From V'Ger's Memory Alpha entry:
The size of V'ger's vessel has also been a subject of debate. In dialogue cut from the theatrical version of the movie, Decker says the spacecraft was seventy-eight kilometers (forty-eight miles) in length. The novel adaptation of the film gives the same dimension for the ship and states it as displacing six million times the amount of space as Enterprise. One popular non-canon site for Star Trek technical details, the Daystrom Institute Technical Library, listed V'ger's overall length at a staggering ninety-seven kilometers, stated as being determined from apparently careful measurement of the image of the refitted NCC-1701 from the movie's scenes, as the Enterprise traveled closely (at only five hundred meters distance, from the movie's dialogue) over the various parts of V'ger's exterior structures, during the Federation starship's initial close examination of the "intruder" vessel. Another estimate places V'ger's colossal length at a much more conservative twenty kilometers instead, possibly based on the statement of replacement navigator DiFalco's "distance inside the intruder as seventeen kilometers," spoken just after Chekov reports that V'ger's "orbiting devices" were eighteen minutes from reaching their equidistant deployment points in Earth orbit, during the approach to Voyager 6's "island," in the most extreme part of V'ger's interior that the Enterprise was allowed access to. The latter estimate, however, would make V'ger impossibly smaller than the roughly seventy kilometer-long Whale Probe featured in Star Trek IV: The Voyage Home, given that the latter was passed by a Federation starship within minutes, rather than the near-hour it took to traverse even half of V'ger at a faster pace, much of which was carried out at only a half-kilometer distance from the "intruder's" hull.
So we have four different sources offering four different size measurements. Even if you take the largest of those measurements (97 km), that is still an order of magnitude smaller than the diameter of our moon, which is measured at 3,474 km. V'Ger might be a beast next to the Enterprise, but it is still a minnow compared with our moon. Ergo, based on the craft alone, it would be impossible to observe occultation effects with present telescope technology.
You could maybe get something on the cloud, but as I said earlier, that would depend on how luminous it is and its overall opacity. And the answer might be: not very.

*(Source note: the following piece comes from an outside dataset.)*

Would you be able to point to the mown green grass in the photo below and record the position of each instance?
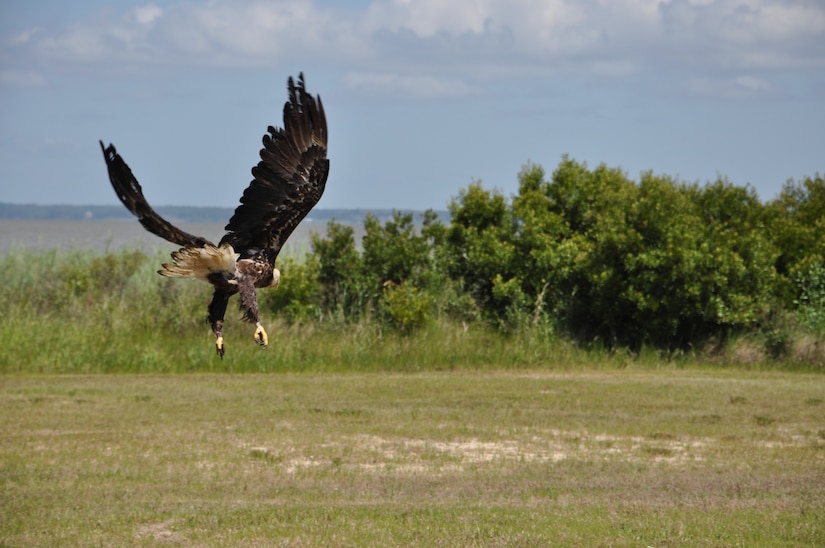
(637, 457)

Another assumption there is that the cloud's luminosity stays constant. Some stars undergo extreme variances in their luminosity, and I don't see why V'Ger couldn't do the same. The same for its size and extent. There's no reason to assume they remain fixed. Indeed, given that the cloud surrounding the vessel dissipates when the craft makes its final approach toward Earth, it may be the case that the cloud is holographic, or can be retracted in some fashion. V'Ger could just be the "frilled-neck lizard" or epic "peacock" of space objects, deploying its immense cloud only on the final leg of its journey. The Enterprise crew is up against many unknowns, and I love the multitudinous mysteries of the V'Ger construct.